Native protestors

THE DAKOTA ACCESS PIPELINE

A Legal Environmental Justice Perspective

by Dayna Jones, Jurist

The largest multi-tribal gathering of indigenous peoples in North America in over a century is happening now at the Sacred Stone Camp in North Dakota. Leading the cause is the Standing Rock Sioux Nation. The Standing Rock Sioux and their allies are standing against construction of the “black snake” Dakota Access Pipeline (DAPL), slated to run under the Missouri River and through their historically sacred tribal sites. The tribe states it had not been properly consulted prior to construction of the DAPL, a requirement legally mandated by Executive Order 13175 (PDF). The order stipulates that: “[e]ach agency shall have an accountable process to ensure meaningful and timely input by tribal officials in the development of regulatory policies that have tribal implications.”

The Standing Rock Sioux Nation’s assertion that the Army Corps of Engineers, an executive agency charged with overseeing and granting pipeline permits, has failed to meet the clearly-enunciated requirement of meaningful consultation, makes this case one of the strongest Native American environmental justice legal claims in history. Environmental justice, a paradigm born of a merger between the civil rights and environmental movements, is unique in Native American communities.

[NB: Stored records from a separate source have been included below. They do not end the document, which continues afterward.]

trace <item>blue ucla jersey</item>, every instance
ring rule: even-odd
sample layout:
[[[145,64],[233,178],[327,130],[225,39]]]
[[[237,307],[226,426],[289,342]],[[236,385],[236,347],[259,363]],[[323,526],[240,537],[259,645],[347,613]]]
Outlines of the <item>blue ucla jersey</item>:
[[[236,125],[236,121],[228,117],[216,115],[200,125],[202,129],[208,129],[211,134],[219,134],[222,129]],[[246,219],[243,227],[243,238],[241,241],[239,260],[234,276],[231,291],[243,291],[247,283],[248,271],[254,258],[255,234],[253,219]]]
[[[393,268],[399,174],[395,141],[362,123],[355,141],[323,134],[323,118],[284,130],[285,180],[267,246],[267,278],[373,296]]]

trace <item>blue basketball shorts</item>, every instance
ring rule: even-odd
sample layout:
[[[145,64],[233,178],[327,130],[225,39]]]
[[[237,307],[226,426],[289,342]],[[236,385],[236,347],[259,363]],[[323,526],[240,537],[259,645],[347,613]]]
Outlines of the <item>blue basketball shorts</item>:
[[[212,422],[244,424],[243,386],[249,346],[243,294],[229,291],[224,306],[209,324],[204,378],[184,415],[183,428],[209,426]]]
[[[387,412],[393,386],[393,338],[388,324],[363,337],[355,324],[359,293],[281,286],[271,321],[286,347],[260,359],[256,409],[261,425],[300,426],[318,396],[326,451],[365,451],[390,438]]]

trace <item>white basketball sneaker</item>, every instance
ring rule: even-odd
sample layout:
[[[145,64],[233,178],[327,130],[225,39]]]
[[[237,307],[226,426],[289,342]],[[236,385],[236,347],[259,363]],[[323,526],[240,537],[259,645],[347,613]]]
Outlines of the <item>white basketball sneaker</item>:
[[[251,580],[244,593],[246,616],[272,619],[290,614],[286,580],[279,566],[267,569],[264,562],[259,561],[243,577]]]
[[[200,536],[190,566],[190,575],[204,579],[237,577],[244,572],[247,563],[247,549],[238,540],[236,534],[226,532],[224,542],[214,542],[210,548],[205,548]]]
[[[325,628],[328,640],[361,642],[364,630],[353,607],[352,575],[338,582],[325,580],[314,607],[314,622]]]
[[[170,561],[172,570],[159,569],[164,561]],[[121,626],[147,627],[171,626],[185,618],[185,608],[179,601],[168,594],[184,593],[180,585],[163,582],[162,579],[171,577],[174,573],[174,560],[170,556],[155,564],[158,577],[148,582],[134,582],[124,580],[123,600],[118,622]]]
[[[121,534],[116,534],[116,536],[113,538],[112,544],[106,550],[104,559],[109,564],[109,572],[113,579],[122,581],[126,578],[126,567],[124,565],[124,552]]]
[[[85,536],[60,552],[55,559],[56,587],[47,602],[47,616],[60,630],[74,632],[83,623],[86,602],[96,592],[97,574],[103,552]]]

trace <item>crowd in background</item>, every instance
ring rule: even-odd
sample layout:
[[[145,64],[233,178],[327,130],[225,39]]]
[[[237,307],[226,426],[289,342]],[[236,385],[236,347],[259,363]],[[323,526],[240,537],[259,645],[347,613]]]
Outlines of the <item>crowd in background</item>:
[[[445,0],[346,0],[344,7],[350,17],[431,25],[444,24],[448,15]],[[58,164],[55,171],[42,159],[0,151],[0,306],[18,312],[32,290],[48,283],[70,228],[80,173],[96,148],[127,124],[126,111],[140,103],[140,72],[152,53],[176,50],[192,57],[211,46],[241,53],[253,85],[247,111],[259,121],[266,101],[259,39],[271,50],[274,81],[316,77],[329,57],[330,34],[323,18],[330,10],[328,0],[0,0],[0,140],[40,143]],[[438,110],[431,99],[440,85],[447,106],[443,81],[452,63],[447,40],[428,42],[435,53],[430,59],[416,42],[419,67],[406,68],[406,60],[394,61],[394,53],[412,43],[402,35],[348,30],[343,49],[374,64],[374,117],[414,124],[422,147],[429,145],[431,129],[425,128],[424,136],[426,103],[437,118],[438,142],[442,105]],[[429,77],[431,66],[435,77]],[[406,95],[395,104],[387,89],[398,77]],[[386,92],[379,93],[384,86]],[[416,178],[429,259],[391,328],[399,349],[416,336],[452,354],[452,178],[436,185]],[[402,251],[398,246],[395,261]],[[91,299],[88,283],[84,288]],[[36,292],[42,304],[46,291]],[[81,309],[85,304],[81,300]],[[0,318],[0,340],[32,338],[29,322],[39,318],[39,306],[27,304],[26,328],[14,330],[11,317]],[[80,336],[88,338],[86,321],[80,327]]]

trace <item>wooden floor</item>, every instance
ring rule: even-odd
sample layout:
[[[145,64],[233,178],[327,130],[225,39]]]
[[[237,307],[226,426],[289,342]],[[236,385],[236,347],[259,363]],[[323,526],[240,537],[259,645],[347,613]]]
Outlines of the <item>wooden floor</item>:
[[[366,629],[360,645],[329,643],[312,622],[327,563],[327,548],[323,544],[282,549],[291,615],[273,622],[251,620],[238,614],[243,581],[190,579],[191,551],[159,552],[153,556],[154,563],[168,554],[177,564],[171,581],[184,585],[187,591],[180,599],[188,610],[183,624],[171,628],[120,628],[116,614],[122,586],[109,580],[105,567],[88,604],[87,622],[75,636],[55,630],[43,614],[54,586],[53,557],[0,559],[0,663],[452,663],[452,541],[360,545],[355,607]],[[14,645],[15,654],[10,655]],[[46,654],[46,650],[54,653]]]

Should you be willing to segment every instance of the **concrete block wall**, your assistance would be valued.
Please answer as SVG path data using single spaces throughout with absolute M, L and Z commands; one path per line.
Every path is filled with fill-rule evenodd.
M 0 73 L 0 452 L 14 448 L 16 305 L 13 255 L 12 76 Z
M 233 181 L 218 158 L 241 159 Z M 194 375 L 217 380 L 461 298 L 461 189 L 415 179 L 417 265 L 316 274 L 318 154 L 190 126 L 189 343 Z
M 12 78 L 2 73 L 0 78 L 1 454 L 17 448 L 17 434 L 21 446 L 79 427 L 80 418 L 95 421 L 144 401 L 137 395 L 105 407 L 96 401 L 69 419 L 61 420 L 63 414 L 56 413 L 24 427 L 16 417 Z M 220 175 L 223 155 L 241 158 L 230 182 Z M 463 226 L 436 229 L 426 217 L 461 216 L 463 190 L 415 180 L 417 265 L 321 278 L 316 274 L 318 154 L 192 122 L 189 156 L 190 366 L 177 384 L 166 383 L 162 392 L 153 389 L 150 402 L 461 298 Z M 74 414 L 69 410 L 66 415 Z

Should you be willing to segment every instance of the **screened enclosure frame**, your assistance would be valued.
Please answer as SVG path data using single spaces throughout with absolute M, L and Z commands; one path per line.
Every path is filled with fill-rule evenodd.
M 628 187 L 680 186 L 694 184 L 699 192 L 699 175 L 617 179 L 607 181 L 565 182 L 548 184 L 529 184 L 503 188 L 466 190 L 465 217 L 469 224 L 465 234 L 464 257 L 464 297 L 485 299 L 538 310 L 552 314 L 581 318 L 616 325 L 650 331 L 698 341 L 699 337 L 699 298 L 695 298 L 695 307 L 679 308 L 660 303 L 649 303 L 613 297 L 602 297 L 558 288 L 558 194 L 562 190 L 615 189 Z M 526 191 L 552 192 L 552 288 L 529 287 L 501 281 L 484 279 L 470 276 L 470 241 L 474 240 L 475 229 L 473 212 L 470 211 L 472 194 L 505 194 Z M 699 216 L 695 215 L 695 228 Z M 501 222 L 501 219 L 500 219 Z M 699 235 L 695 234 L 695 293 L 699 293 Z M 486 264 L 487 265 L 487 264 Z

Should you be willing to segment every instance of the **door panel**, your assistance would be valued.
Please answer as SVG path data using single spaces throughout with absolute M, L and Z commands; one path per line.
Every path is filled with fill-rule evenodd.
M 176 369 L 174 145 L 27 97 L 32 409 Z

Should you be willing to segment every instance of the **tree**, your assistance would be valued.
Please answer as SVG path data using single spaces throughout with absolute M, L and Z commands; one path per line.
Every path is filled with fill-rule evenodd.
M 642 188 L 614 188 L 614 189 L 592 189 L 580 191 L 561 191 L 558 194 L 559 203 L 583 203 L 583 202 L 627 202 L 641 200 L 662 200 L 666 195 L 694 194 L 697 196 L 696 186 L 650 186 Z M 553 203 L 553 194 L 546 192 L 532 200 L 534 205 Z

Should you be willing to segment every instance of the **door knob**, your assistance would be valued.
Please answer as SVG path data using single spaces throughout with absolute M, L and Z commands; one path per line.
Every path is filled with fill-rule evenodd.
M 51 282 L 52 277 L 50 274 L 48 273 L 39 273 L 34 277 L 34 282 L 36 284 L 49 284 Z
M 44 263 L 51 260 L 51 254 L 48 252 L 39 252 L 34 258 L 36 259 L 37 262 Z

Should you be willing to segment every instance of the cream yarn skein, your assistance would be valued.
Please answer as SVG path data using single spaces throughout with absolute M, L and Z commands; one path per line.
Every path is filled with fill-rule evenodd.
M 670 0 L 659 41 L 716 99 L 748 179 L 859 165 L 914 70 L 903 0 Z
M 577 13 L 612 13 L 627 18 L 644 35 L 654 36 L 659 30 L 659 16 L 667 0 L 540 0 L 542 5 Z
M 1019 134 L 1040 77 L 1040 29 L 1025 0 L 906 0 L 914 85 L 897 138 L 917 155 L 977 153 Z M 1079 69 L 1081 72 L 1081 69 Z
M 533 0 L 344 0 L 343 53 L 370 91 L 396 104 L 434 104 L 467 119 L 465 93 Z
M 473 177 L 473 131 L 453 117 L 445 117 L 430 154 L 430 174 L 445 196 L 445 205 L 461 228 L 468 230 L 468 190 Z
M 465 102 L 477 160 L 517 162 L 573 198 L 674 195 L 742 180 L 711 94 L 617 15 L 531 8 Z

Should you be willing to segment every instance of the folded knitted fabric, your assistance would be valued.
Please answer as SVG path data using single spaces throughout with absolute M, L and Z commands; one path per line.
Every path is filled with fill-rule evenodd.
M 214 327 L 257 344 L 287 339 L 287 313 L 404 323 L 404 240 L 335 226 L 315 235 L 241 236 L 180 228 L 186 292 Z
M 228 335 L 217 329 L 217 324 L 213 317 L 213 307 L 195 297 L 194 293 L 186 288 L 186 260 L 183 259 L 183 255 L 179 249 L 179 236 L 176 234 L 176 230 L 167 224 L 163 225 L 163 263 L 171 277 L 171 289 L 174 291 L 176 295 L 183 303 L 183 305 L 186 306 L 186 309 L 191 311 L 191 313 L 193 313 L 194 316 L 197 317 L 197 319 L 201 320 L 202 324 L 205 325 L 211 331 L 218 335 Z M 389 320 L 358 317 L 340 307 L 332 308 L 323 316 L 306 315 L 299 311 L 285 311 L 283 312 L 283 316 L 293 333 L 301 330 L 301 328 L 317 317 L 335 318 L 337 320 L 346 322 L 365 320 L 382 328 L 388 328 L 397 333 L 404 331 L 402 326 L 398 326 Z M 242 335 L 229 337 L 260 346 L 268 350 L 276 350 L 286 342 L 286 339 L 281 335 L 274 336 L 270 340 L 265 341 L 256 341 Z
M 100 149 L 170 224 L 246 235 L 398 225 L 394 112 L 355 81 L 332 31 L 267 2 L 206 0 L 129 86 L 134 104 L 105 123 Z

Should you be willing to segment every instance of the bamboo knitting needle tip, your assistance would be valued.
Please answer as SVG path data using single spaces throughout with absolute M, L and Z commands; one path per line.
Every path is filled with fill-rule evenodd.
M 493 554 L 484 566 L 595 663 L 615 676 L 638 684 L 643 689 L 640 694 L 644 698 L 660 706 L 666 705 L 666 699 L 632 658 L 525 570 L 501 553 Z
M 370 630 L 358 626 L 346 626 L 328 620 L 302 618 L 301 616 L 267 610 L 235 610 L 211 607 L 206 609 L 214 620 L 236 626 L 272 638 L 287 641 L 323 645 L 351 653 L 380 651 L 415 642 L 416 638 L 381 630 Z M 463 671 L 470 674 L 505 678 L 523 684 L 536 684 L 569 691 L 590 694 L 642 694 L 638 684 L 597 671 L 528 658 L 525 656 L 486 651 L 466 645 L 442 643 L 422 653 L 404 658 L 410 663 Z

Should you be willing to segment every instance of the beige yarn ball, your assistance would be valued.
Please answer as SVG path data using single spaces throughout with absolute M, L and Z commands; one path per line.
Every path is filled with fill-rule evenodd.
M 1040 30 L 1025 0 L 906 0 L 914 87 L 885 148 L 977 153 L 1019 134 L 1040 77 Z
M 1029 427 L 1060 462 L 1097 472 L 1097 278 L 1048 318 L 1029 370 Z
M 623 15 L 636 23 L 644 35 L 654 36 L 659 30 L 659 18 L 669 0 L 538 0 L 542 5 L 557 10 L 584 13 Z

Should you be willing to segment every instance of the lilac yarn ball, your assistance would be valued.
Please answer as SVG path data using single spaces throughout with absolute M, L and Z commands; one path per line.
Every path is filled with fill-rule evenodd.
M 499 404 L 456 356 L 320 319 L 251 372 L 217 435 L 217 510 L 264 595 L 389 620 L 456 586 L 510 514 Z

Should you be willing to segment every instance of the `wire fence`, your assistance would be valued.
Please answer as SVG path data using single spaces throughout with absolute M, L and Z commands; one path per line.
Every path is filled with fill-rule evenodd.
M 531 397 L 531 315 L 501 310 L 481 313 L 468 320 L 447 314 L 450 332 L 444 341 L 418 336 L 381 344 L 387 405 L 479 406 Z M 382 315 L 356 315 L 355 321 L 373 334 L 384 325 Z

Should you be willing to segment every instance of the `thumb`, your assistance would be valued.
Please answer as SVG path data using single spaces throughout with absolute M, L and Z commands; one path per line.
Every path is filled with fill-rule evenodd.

This unique status stems from the legal classification of tribes as domestic dependent nations, sovereign as political entities, yet still under the plenary authority of Congress, as per Article 1, Section 8 of the Constitution. The plenary authority of Congress over the tribes is a stretch at best, as Native Americans predate the Constitution. Nonetheless, the Supreme Court has established a solid judicial body of law giving Congress, and only Congress, the ability to act in good faith as wards over the affairs of Indian Country, such as the 1886 case of US v. Kagama.